El aumento en las intervenciones coincide con un inicio de temporada de salvamento más temprano y una mayor presencia de medusas en las aguas de Cantabria, lo que ha llevado a la adopción de banderas de precaución en varias playas. La presencia de medusas, junto con el incremento de temperaturas, ha influido en la mayor afluencia de bañistas y en la tipología de incidencias atendidas, que también incluyen extravíos, golpes y problemas relacionados con patologías crónicas.

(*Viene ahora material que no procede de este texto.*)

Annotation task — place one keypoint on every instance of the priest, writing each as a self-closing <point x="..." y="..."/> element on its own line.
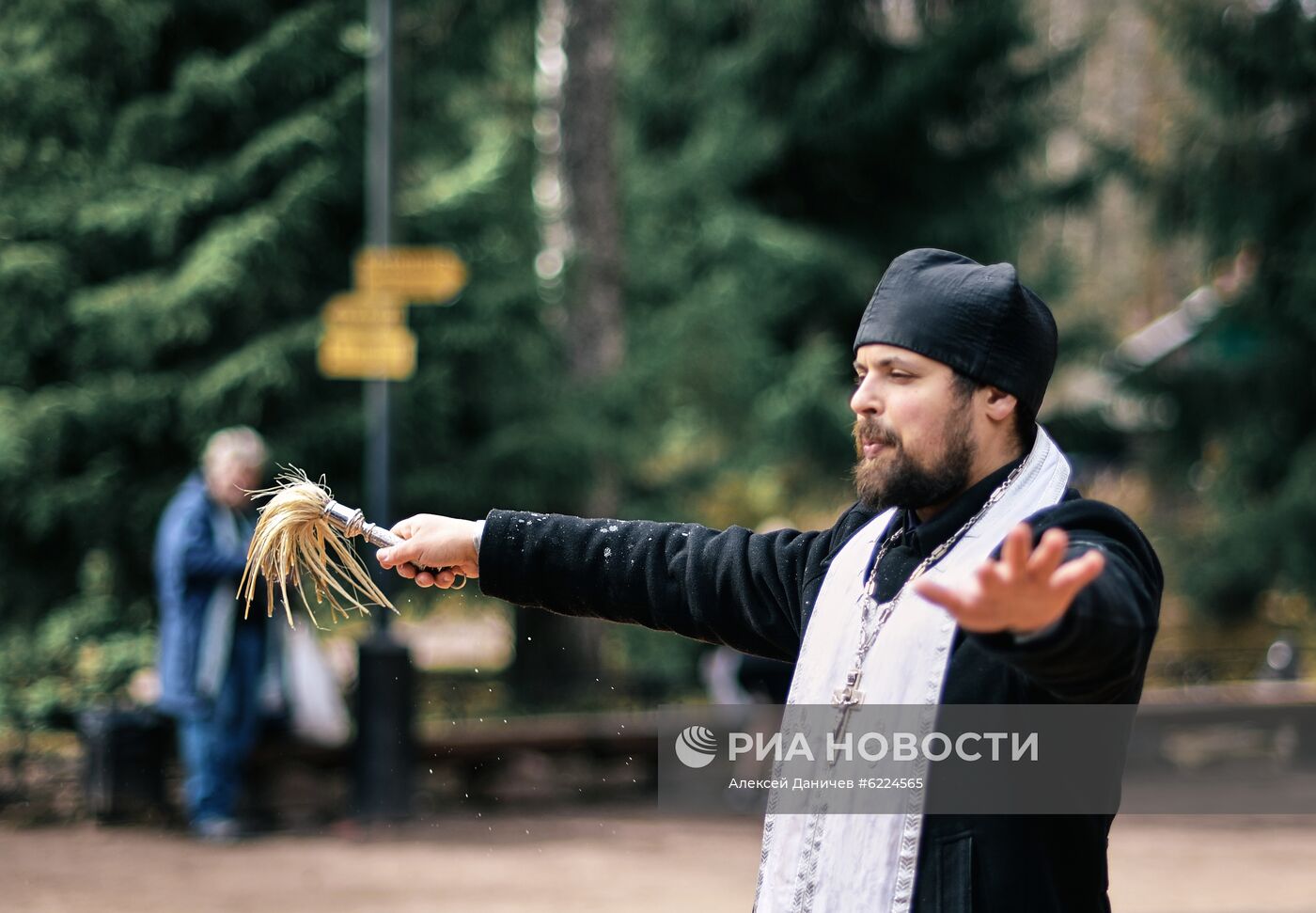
<point x="967" y="571"/>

Este contexto revela cómo las condiciones meteorológicas y la presencia de especies peligrosas impactan en la seguridad en las playas, además de poner en evidencia la necesidad de medidas de prevención y coordinación entre entidades públicas y privadas. La incorporación de pictogramas en las banderas, por ejemplo, busca facilitar la información a personas con dificultades de percepción del color, como los daltónicos, mejorando la comunicación en las playas.
Desde una perspectiva política, estas cifras reflejan la importancia de una planificación eficiente en recursos y protocolos de actuación para afrontar el incremento de incidencias en temporadas estivales. La presencia de Cruz Roja en 14 municipios y en 71 puestos de socorrismo muestra un esfuerzo en la cobertura y atención, aunque también subraya la necesidad de reforzar campañas educativas y de concienciación para reducir conductas inseguras entre los usuarios.
El aumento en la actividad de Cruz Roja se enmarca en un escenario de cambios climáticos que alteran los patrones tradicionales de las temporadas de baño, lo que requiere una adaptación de las políticas públicas y la inversión en tecnologías de vigilancia y prevención. La experiencia de este verano puede servir como base para mejorar las estrategias de gestión en futuras temporadas, con un enfoque en la protección de los colectivos más vulnerables y en la información preventiva para todos los usuarios.